Decoding the God Particle
1. Introduction
The discovery of the Higgs Boson marks one of the greatest days in science – the standard model had been confirmed. For decades, scientists have searched for the particle that can explain how things have mass, and only recently did ATLAS and CMS experiment begin the building of CERN that lead to this discovery. Following these events, CERN put out a kaggle challenge to test the public’s capabilities in understanding and solving their simulated data.
The ultimate goal of the Kaggle competition was to find out machine learning classification methods to improve the statistical significance of the Higgs Boson experiment. The challenge was designed to develop a model that classified events based on if Higgs boson decays into tau tau channel (signal) or background noise. For this kaggle challenge, team Quark was tasked with creating a two class classification algorithm to determine whether or not an event’s signal is indicative of a Higgs boson’s.
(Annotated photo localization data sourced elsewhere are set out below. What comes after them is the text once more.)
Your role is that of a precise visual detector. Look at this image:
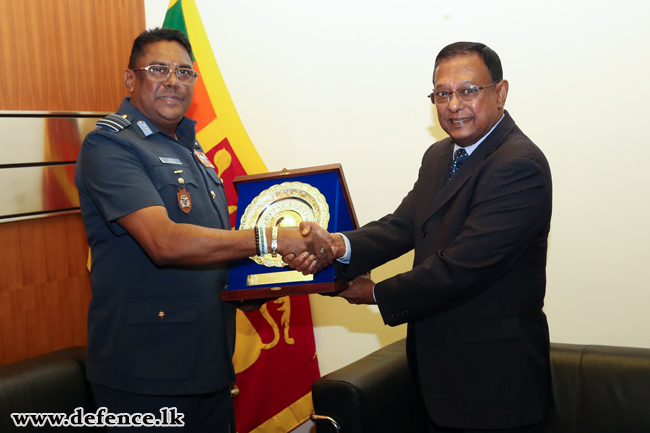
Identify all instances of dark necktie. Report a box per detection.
[448,148,468,181]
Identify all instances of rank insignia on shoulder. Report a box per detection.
[95,113,132,133]
[137,120,153,137]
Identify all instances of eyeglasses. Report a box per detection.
[131,65,200,85]
[428,82,497,105]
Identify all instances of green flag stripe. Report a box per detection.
[162,1,196,62]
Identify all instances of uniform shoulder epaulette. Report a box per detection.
[95,113,132,133]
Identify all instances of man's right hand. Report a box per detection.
[283,222,346,274]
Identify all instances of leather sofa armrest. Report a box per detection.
[312,338,426,433]
[0,346,94,431]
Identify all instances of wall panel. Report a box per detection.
[0,0,145,365]
[0,0,144,112]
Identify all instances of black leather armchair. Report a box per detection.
[0,346,98,432]
[0,346,240,432]
[312,339,650,433]
[547,343,650,432]
[312,339,426,433]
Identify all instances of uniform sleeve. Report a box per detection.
[76,131,164,236]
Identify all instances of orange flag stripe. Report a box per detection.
[185,61,217,132]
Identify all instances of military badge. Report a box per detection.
[177,187,192,214]
[136,120,153,136]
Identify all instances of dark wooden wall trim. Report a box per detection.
[0,0,145,365]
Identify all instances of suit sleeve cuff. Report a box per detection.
[335,233,352,264]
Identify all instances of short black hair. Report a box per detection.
[128,27,192,69]
[433,42,503,84]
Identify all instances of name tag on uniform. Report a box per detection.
[159,157,182,164]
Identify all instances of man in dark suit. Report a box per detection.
[290,42,553,432]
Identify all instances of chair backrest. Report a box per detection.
[0,346,98,432]
[313,340,650,433]
[547,343,650,433]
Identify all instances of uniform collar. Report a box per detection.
[117,97,197,149]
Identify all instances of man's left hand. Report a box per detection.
[338,276,376,305]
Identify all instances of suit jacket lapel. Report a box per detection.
[421,111,516,224]
[433,145,454,194]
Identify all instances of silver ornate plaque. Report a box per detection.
[239,181,330,267]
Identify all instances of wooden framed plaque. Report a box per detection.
[221,164,358,301]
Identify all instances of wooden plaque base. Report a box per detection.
[221,280,349,301]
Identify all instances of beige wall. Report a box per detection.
[145,0,650,375]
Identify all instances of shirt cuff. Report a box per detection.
[335,233,352,264]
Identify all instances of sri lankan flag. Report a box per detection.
[162,2,321,432]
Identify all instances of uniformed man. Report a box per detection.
[75,28,332,432]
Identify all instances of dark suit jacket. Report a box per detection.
[337,112,553,430]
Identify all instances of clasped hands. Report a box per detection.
[277,221,343,273]
[277,222,376,305]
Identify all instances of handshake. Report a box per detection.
[278,221,345,275]
[273,222,376,305]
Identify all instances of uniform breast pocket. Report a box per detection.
[124,299,199,380]
[204,168,226,200]
[204,168,223,187]
[152,164,202,223]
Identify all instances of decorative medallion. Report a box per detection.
[239,181,330,267]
Our algorithm was scored based on a metric, called the Approximate Median of Significance (AMS).
The AMS score provided above is a localized formula of the Gaussian significance of discovery - which in its basest form, can be simplified to the ratio of true positives to false positives. Scientists need at least a significance of 5 to make claim to a new discovery, which is equivalent to p = 2.87 x 10-7.
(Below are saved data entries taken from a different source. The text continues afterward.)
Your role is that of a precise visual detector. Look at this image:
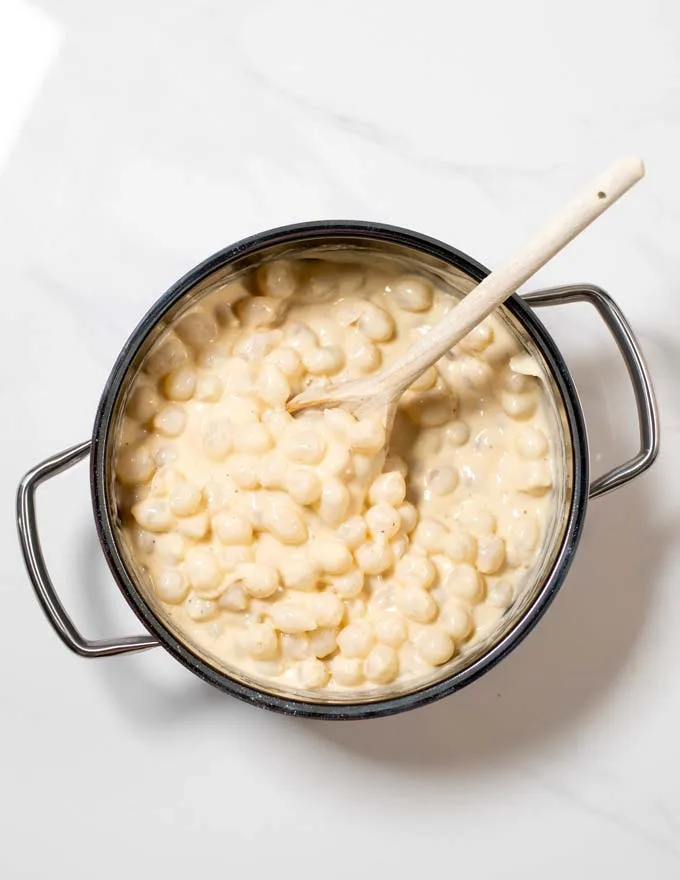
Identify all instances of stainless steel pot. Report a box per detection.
[16,222,659,719]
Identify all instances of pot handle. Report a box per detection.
[522,284,659,499]
[16,440,159,657]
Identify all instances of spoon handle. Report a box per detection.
[380,156,645,398]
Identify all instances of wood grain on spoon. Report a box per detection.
[288,156,645,421]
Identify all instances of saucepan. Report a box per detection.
[16,222,659,718]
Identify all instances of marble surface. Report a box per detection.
[2,1,679,876]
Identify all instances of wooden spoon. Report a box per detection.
[288,156,644,422]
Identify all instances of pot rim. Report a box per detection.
[90,220,589,720]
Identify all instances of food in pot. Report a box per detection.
[114,256,557,692]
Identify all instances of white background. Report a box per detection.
[2,1,679,876]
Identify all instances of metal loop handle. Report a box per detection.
[16,440,158,657]
[522,284,659,498]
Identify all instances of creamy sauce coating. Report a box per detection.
[114,257,557,694]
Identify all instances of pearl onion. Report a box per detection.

The Higgs Boson kaggle dataset was used in this analysis. Exploratory data analyses and algorithm development was performed in R. Our main goal was to maximize the AMS score - the higher the score, the better our model was able to detect the tau tau decay signal of Higgs boson from known background noise.
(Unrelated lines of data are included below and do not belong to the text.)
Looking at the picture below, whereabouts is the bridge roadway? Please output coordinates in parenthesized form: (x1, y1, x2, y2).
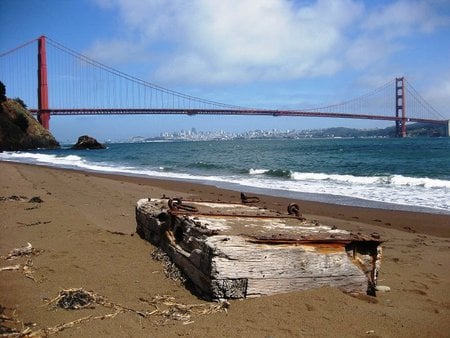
(30, 108, 448, 126)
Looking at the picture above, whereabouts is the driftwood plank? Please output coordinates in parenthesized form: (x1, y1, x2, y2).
(136, 198, 383, 299)
(245, 276, 367, 297)
(209, 236, 362, 277)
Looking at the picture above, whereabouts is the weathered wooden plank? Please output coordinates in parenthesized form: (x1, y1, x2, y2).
(162, 240, 213, 296)
(245, 276, 368, 297)
(135, 198, 383, 299)
(211, 254, 364, 279)
(207, 235, 366, 279)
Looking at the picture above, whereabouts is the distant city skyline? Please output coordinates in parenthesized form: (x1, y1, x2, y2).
(124, 123, 445, 143)
(1, 0, 450, 142)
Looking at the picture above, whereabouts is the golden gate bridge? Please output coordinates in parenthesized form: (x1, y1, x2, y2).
(1, 36, 448, 137)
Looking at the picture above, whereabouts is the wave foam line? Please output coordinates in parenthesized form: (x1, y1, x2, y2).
(1, 152, 448, 212)
(250, 167, 450, 189)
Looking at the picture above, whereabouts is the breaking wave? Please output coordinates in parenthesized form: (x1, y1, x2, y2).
(250, 168, 291, 178)
(1, 150, 449, 213)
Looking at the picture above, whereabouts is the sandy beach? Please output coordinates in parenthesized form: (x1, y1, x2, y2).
(1, 161, 449, 337)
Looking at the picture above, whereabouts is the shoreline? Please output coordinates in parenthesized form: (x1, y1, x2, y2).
(1, 144, 449, 217)
(1, 160, 449, 336)
(2, 160, 449, 237)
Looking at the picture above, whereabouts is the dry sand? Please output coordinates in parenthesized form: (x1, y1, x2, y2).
(0, 161, 449, 337)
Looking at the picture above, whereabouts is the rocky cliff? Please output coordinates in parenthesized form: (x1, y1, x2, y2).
(0, 100, 60, 151)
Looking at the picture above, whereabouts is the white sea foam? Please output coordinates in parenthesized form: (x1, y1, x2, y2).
(387, 175, 450, 189)
(230, 174, 450, 212)
(1, 151, 449, 213)
(249, 168, 269, 175)
(4, 152, 84, 166)
(290, 171, 450, 189)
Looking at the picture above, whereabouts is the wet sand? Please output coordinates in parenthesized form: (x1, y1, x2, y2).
(1, 161, 449, 337)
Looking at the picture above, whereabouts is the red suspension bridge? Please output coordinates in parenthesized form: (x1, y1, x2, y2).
(1, 36, 449, 137)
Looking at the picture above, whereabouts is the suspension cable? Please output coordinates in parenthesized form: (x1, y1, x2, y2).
(45, 37, 242, 110)
(0, 37, 39, 58)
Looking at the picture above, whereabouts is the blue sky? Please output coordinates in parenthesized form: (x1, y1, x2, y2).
(1, 0, 450, 142)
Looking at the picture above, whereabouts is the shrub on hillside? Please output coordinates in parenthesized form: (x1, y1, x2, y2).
(0, 81, 6, 102)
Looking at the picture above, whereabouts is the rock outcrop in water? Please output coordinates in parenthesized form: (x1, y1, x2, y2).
(71, 135, 106, 150)
(0, 99, 60, 151)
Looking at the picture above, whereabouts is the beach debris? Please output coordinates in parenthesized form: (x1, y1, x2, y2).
(25, 197, 43, 210)
(1, 243, 40, 281)
(17, 220, 52, 227)
(40, 288, 228, 334)
(136, 197, 384, 299)
(375, 285, 391, 292)
(52, 289, 97, 310)
(0, 259, 36, 281)
(3, 242, 36, 260)
(2, 288, 229, 336)
(11, 312, 121, 337)
(138, 294, 229, 325)
(22, 259, 36, 281)
(0, 195, 28, 201)
(240, 192, 260, 204)
(168, 198, 199, 212)
(106, 230, 128, 236)
(0, 264, 21, 271)
(0, 305, 29, 337)
(28, 196, 44, 203)
(151, 248, 186, 284)
(287, 202, 302, 218)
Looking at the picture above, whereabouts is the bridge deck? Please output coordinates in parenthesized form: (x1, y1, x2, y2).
(29, 108, 447, 125)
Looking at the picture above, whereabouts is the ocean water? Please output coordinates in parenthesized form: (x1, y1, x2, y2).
(1, 138, 449, 214)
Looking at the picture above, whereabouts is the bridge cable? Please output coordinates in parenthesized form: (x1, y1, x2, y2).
(45, 37, 243, 110)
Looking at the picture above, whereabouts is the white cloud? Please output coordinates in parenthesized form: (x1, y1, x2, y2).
(165, 0, 361, 83)
(345, 1, 449, 70)
(423, 74, 450, 118)
(345, 36, 401, 70)
(90, 0, 448, 85)
(85, 39, 149, 64)
(363, 0, 447, 38)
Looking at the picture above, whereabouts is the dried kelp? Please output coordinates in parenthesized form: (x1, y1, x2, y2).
(3, 288, 229, 337)
(138, 294, 229, 325)
(0, 195, 27, 202)
(2, 243, 41, 260)
(151, 248, 186, 284)
(0, 264, 20, 272)
(1, 244, 39, 282)
(28, 196, 44, 204)
(0, 259, 36, 281)
(51, 289, 97, 310)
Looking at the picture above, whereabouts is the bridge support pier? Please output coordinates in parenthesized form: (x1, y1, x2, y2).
(395, 77, 406, 137)
(445, 120, 450, 137)
(37, 36, 50, 129)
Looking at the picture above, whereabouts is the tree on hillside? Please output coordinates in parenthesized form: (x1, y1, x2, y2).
(13, 97, 27, 109)
(0, 81, 6, 102)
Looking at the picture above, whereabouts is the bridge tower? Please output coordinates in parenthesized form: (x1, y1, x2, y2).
(395, 77, 406, 137)
(37, 36, 50, 129)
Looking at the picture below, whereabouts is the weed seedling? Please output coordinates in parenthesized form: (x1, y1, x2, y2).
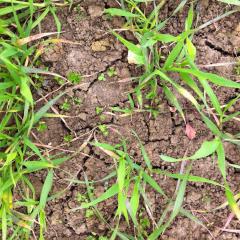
(85, 209, 94, 218)
(73, 97, 82, 105)
(60, 99, 71, 111)
(54, 76, 65, 85)
(98, 73, 106, 81)
(98, 124, 109, 136)
(37, 122, 48, 132)
(64, 134, 73, 143)
(67, 71, 82, 84)
(77, 193, 88, 203)
(107, 67, 117, 77)
(96, 106, 104, 115)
2. Exploratory Data Analysis
During the exploratory analysis of data, we noticed that the distribution of variable “weights”, which only appears in the training set, is quite special. When we ranked the weights from large to small in a descending order, we were amazed by seeing that the response variables in the training set could be directly inferred from the values of weights. These findings made us curious about the role of weights in the dataset. It turned out to reflect the true nature of simulation, from which the “signal” only amount to a very tiny fraction of the “background”. The physicist provided more “signal” observation to train the model otherwise what the machine would learn would be basically the pattern of “background” and would not distinguish “signal” and “background” accurately. Therefore, the “signals” typically have lower weight and should be given less emphasis in the model training phase. It seems the weights are a representation of the domain knowledge of the physicist in controlling the price to pay of in the false positive and false negative cases. Based on the data provided, the model is scored higher by predicting “background” correctly than predicting “signal” correctly.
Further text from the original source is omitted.